Les galeries tentent également de protéger les intérêts de personnalités qui peuvent être oubliées dans les négociations financières privées : les artistes. Si une œuvre d’un artiste vivant est mal exposée lors de son offre, ou si un accord est conclu à un moment difficile pour son marché, cela se répercute non seulement sur la valeur des autres œuvres mais aussi sur sa carrière. Leur galerie a tendance à s’en soucier davantage qu’une maison de ventes aux enchères.

Toute cette concurrence entre marchands, maisons de ventes et certains conseillers en art met sous pression les bénéfices des ventes privées. En théorie, les maisons de ventes plafonnent leurs honoraires sur les ventes privées à la prime payée par les acheteurs aux enchères, qui s’élève à environ 14 pour cent sur les ventes les plus élevées. En pratique, les commissions de Sotheby’s sur les ventes privées ont tendance à se situer autour de 9 ou 10 pour cent.

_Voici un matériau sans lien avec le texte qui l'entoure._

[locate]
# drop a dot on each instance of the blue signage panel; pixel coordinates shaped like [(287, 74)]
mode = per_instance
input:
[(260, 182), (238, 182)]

Le procès illustre l’autre côté de l’équation : ces retours comportent des risques. Même si les maisons de ventes agissent comme des courtiers, elles peuvent facilement faire l’objet d’un examen minutieux dans le cadre de transactions menées par des collectionneurs exigeants. Il est difficile de contester le prix lors d’une vente aux enchères ouverte, mais facile de remettre en question une transaction privée. Malgré l’issue de l’affaire Rybolovlev, cela reste une leçon durable.

Pendant ce temps, la publicité ne montre aucun signe de modération des ambitions de Sotheby’s et de Christie’s. « La moyenne [level of private sales] Cela représente environ 20 pour cent du nombre d’enchères, mais je ne vois aucune raison pour que ce chiffre n’atteigne pas 30 pour cent, étant donné à quel point il est intéressant pour les clients qui en prennent connaissance », dit Meyer. L’astuce consiste à rendre l’option privée plus publique.